Özlem ve fırsat kavramlarıyla ilgili sorumluluk duyguları bir yana bu hasletleri yerine getirecek profesyonel girişimcilik anlayışı ne denli yeterliydi?

Bu sorunun cevabını vermeden önce Popkomm Festivali öncesi ve Berlin’de yaşananları bir özetleyelim ve yazımızın sonunda bir “özeleştiri” sayfası açalım… Açmalıyız çünkü yaşadıklarımızdan ders çıkartma anlayışı yerine gelsin.

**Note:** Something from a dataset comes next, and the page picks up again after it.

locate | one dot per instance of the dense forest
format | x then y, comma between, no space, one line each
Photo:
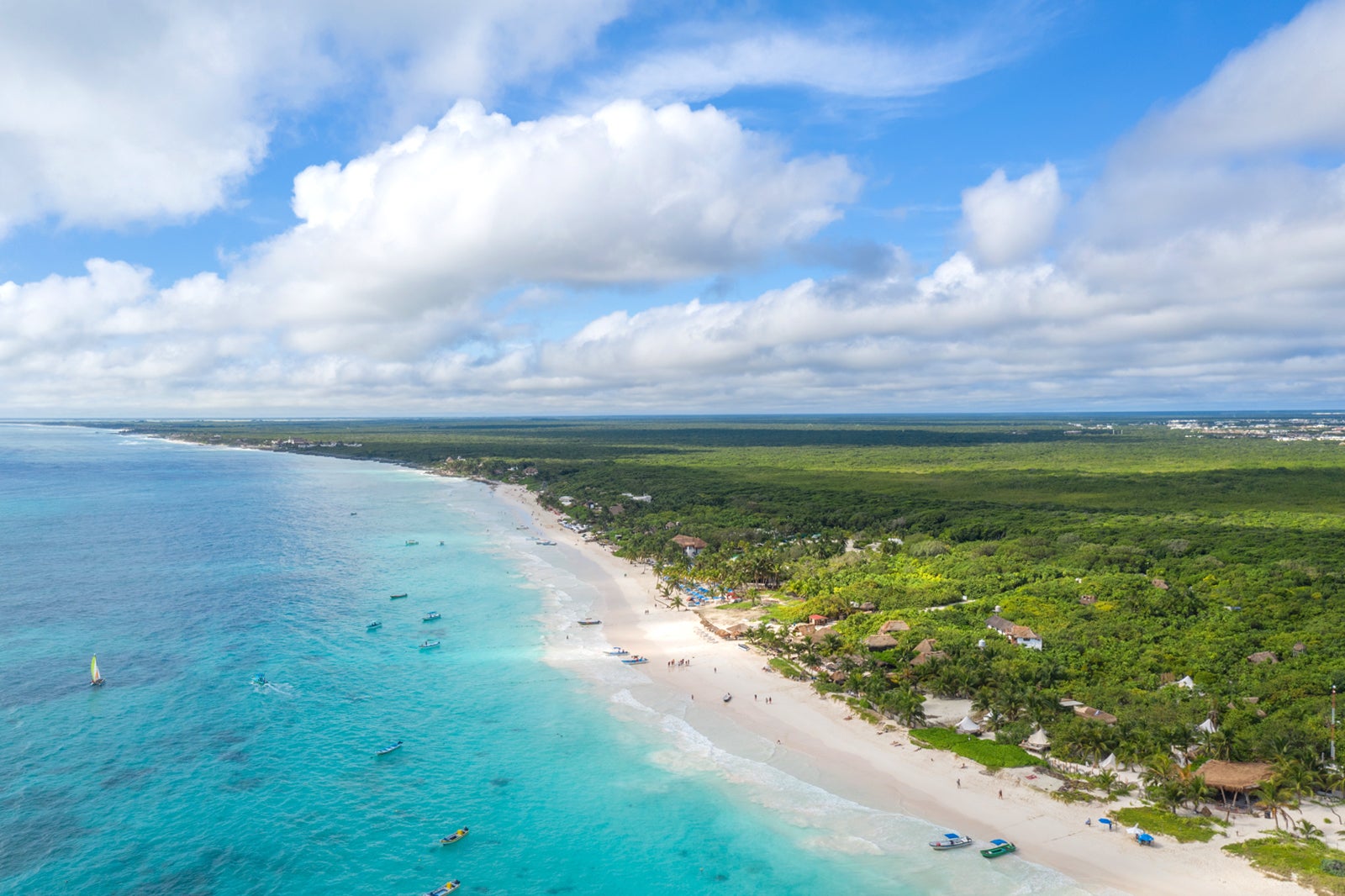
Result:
1138,552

Bir sonraki girişimlere hazırlıklı olalım.

8-10 Ekim 2008 tarihlerinde Almanya’nın başkenti Berlin’de yapılan Uluslararası Popkomm Festivali’ne Türkiye’nin “Partner Ülke” seçilmesi bundan sekiz ay kadar önce resmiyet kazanmıştı.

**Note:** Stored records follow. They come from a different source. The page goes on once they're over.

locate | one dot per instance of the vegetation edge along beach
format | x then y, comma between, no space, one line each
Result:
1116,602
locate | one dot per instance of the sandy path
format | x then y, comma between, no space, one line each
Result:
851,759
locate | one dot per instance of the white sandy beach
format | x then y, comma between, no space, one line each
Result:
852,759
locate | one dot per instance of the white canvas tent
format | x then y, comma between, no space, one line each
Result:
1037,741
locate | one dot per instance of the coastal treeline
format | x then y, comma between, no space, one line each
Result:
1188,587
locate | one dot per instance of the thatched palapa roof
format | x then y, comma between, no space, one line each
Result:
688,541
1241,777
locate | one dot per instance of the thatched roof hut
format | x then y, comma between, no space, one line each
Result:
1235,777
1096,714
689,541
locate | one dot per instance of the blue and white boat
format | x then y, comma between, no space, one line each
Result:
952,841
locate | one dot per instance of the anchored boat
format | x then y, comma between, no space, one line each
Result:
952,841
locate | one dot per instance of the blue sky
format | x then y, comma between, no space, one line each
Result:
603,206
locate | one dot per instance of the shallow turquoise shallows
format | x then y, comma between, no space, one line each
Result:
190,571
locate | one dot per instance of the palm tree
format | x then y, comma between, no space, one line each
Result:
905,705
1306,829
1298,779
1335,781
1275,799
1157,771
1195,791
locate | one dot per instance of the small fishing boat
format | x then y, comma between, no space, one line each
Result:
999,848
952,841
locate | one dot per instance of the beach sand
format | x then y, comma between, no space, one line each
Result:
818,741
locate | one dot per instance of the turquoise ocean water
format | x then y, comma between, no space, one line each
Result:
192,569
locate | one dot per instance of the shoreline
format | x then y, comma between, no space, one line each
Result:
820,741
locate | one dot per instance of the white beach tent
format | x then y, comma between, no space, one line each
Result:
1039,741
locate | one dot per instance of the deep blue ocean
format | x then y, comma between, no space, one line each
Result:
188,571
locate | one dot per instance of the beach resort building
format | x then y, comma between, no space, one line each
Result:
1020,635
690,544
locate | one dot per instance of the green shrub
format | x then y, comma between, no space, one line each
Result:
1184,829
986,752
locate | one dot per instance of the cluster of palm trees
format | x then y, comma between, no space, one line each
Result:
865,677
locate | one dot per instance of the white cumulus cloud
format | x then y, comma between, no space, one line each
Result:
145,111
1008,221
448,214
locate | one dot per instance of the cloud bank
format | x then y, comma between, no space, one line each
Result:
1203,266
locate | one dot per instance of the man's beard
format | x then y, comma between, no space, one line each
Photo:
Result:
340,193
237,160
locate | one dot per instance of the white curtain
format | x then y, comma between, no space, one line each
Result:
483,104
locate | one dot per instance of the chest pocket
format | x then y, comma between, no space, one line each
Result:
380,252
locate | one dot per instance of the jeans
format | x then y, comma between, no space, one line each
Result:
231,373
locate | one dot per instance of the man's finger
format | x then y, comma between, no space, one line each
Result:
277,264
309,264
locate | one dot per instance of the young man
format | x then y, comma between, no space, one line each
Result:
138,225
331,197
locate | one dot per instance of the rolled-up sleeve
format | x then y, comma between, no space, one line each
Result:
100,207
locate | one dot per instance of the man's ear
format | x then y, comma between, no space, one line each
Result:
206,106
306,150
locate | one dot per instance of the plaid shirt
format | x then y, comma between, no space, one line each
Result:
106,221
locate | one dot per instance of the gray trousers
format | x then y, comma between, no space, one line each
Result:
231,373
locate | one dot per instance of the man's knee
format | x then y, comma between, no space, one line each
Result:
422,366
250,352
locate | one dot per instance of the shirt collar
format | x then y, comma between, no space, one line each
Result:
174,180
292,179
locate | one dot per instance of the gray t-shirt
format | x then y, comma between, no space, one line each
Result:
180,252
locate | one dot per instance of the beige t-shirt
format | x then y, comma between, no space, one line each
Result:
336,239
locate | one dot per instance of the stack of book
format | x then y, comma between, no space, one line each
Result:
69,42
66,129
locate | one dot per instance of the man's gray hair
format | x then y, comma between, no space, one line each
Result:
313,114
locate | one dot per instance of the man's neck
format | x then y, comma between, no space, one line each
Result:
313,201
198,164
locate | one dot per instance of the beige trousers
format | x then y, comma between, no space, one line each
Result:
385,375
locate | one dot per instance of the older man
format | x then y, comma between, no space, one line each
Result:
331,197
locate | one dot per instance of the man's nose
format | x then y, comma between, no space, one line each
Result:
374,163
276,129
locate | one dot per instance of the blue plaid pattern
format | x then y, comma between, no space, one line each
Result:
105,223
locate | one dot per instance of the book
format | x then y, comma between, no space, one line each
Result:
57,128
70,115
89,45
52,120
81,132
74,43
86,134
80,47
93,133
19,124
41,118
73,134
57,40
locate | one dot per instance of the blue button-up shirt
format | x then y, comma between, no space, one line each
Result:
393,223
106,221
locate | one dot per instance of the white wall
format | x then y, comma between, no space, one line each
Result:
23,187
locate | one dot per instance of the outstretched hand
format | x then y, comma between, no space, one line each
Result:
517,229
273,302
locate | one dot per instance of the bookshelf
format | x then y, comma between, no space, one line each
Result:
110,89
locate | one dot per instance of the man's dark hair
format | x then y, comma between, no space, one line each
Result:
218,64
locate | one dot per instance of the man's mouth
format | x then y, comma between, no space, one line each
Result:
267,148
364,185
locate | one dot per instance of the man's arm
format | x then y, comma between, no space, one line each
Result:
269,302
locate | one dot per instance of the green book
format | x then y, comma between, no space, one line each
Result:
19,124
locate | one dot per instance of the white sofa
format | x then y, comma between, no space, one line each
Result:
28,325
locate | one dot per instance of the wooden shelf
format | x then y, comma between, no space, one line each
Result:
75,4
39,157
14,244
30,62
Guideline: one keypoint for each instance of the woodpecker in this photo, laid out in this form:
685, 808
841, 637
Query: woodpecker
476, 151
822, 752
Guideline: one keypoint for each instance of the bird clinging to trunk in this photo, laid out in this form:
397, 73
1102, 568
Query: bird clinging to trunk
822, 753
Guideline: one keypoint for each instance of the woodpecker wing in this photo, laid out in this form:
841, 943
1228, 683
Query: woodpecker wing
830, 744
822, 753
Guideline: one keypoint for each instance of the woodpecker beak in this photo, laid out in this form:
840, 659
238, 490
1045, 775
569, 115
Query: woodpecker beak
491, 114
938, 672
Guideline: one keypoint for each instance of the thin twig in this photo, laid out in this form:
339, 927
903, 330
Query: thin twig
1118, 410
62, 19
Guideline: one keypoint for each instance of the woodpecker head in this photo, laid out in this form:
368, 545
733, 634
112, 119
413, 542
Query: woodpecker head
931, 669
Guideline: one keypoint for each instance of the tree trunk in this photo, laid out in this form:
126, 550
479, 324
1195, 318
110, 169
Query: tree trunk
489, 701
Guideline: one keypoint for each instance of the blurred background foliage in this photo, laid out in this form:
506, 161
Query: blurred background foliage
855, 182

Kültür Bakanlığı’nın Telif Hakları Genel Müdürlüğü, Popkomm yöneticileriyle davet üzerine yılın ilk aylarında Berlin’de buluştular ve anlaştılar. Sonrasında, resmi bilgi meslek birliklerimize ulaştı ve Kültür Bakanlığı meslek birlikleriyle el ele bir yürüyüş sistemi sürdürdü.

Bu süreçte;

1- ORTAK WEB SAYFASI
İngilizce, Türkçe ve Almanca içerikli ortak bir web sayfası açıldı:
www.turkeyismusic.com

2- STAND ÇALIŞMASI
Popkomm Fuarı’nda konum ve yer olarak en güzel stant yeri gerçekten Türkiye’ye verilmişti. Fuarın hemen girişinde 200 m2’lik bir alanda yer alındı. Standın çizimlerini daha önce Midem Festivali’ndeki Türkiye standını çizen Emre Senan tasarımlamış, uygulamasını ise B Grup firması üstlenmişti. Standın dört bir yanında görülen sloganımız ise çarpıcıydı:

TURKEY IS MUSIC (Türkiye Müziktir)...

Türkiye’nin müziğini tanıtırken, bize ait fuar bölümünün duvarlarında nostaljik bir kompozisyon düşüncesiyle Türk sanatçılarının LP kapakları, MESAM, MSG, MÜ-YAP ve MÜYORBİR’in 50x70 ebatlarındaki afişleri, meslek birliklerimizin broşür ve kataloglarıyla, klip izlenen TV görselleri yer almaktaydı. TV ekranlarında izlenen kliplerin müzikleri bir kulaklıkla dinlendiği gibi standa yerleştirilen bilgisayarlarda yüklenen Türk müziği repertuvarı da dinlenebiliyordu...

3- ETKİNLİKLER
Türk Müzik Sektörü’nün tanıtımını ve “Partner Ülke” olmanın önemini anlatan basına açık iki toplantıda Türk Müzik Sektörü ve sektörün Almanya ilişkileri ele alındı. Canlı performanslarda ise Türkiye’de kendi kulvarlarında kariyer sahibi olan çok değerli grup ve sanatçılarımız sahne aldılar ve konserler verdiler.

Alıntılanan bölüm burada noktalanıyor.